As noted below, it's not like Bill Walton came back from the dead during the 1985-86 season. It only seemed that way. In fact, the Mountain Man played quite a bit during the 1984-85 NBA season, and played quite well at times.
I thought it might be interesting to see what kind of news coverage Mountain Man was getting in the year before he arrived in green.

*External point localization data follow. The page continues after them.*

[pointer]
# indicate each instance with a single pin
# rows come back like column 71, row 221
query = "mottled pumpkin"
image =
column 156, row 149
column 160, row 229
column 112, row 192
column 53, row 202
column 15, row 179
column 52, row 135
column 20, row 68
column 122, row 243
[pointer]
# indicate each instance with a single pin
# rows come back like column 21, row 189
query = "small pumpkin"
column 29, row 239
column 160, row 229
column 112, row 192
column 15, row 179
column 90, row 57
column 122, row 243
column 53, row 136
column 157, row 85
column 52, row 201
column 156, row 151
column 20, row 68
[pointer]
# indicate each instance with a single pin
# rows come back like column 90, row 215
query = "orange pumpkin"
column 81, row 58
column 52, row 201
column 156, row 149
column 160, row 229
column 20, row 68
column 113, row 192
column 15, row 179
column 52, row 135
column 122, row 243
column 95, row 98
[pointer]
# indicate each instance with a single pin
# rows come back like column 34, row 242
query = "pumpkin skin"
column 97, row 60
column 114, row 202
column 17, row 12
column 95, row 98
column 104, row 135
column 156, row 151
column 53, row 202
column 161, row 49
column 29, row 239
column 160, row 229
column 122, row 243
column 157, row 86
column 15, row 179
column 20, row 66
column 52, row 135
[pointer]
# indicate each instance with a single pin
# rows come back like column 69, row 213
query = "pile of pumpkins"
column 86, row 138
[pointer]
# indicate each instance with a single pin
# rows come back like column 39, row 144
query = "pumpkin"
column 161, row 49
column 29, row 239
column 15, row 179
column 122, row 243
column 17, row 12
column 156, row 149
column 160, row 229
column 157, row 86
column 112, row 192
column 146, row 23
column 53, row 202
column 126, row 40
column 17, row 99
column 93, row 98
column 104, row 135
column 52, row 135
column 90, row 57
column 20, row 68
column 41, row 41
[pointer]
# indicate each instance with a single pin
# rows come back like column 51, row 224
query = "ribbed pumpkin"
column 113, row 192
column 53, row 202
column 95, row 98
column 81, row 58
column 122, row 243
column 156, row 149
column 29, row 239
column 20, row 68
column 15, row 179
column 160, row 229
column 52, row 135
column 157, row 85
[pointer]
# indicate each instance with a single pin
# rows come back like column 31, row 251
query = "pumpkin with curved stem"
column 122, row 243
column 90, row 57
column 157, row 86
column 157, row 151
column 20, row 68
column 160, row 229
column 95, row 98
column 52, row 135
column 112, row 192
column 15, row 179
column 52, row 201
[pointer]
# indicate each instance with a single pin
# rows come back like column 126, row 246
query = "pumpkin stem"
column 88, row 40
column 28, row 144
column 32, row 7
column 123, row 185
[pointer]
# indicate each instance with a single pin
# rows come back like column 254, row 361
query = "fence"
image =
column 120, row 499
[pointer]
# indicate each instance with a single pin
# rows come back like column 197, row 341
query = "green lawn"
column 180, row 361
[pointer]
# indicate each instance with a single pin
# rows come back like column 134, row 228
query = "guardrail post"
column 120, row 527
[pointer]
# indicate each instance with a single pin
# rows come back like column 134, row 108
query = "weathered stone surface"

Here's the first few installments:
Lakers coach Pat Riley remains unsigned, but says, "Things are getting more active and there's not going to be any problem." As for Clippers center Bill Walton, Riley says, "There's no secret we've been pursuing him, but we have a (salary) cap problem. Still, it's not a dead issue." Riley adds, "We've done a lot of talking with people. We're re-evaluating our team, but we don't want to make any reactive moves because of our tough loss to Boston.
--Boston Globe, September 4, 1984
The Lakers still are making noises about signing free agent Bill Walton, but Clippers general manager Carl Scheer insists his team will match a ny offer, although he does qualify his promise. "If they (the Lakers) want to trade James Worthy and Michael Cooper for Bill Walton,' said Scheer, "sure, I'm interested.
--Los Angeles Times, Septemeber 2, 1984
Bill Walton, who became a free agent at the end of last season and reportedly is being sought by the Los Angeles Clippers and Los Angeles Lakers, has been offered $400,000 to play a 32-game schedule in Italy. The offer reportedly was made by Dan Peterson, who owns a franchise in Milan.
--Miami Herald, August 19, 1984
The Mavericks still are looking for a center. Possibilities include Swen Nater of the Lakers (a free agent), Poquette of Cleveland or Walton, who is a free agent. The Clippers, however, who own the right of first refusal for Walton, have said that they will match any offer the Mavericks make. Dallas made an offer for Caldwell Jones, but the last thing the Houston Rockets want to do is help Dallas, so they traded him to Chicago for Mitchell.
--Dallas Morning News, August 18, 1984
Clippers center Bill Walton wants out, and the Lakers might make room by dumping Mitch Kupchak. But the Clippers would have to match any offer or lose face with their new fans in LA.